Current Alerting Mechanisms

  • Icinga Monitoring: Configured to check Gerrit's HTTPS availability. It sends IRC alerts to the the admin contact group.
  • Prometheus Blackbox Monitoring: Configured to monitor HTTP(S) endpoints by checking for the HTTP status, following redirects, and verifying the presence of specific content (e.g., "Gerrit Code Review"). It sends alerts to IRC, creates log entries, and creates Phabricator tasks on service availability.

Decision to Not Use CDN

Historical Context

Gerrit is not positioned behind a CDN due to a decision made by the Wikimedia SRE team. The decision, which hasn't been documented previously, was made ~2013 and was at various times discussed between SREs, e.g. during onboarding. As the team grew, this practice no longer sufficed.

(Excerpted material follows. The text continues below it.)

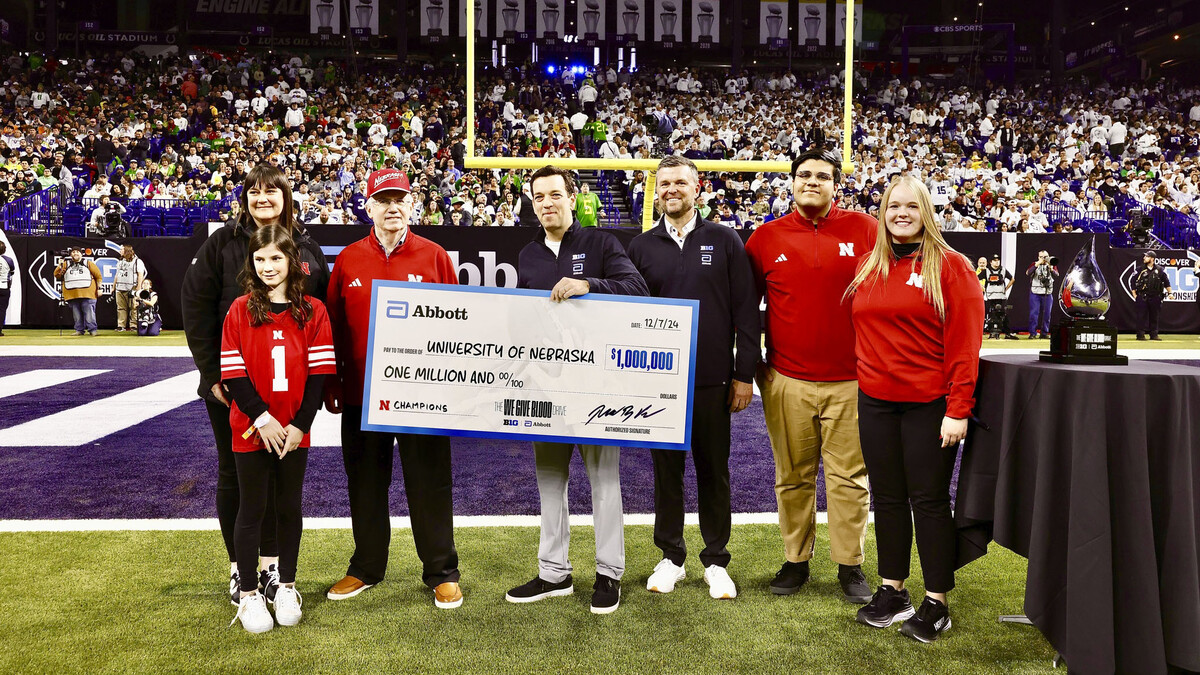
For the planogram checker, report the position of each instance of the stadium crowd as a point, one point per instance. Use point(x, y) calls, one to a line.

The decision to not place Gerrit behind a CDN was made to avoid additional points of failure and ensure the availability of critical tools independently of the CDN and it was based on the following considerations:

  1. Decoupling from the CDN: Ensuring Gerrit remains available without relying on the CDN, which could introduce additional points of failure.
  2. Technical Complexity: Gerrit requires the SSH port (29148) to be accessible on the same IP, which complicates using a CDN due to the need for TCP proxy functionality

Re-evaluation of CDN Usage

Despite the historical stance, in 2024 a debate started about whether the advantages of placing Gerrit behind a CDN, such as improved abuse mitigation, would outweigh the risks. With advancements in technology and anti-abuse measures within modern CDN setups, this decision may be revisited in light of new technologies and organizational needs. The phabricator task where the discussion is taking place is at T365259

A key consideration for this discussion is to explore potential solutions to address the technical challenges related to SSH and TCP proxy if the decision to use a CDN is revisited.

Emergency Procedures

In the event of Gerrit's downtime, emergency procedures are in place to ensure continuity of operations:

  • DNS Updates: If Gerrit is unavailable, DNS changes can still be performed as outlined in the DNS Emergency Procedures.
  • Direct Deployments: Operations requiring immediate changes can be handled directly on deployment servers, bypassing Gerrit until it is back online.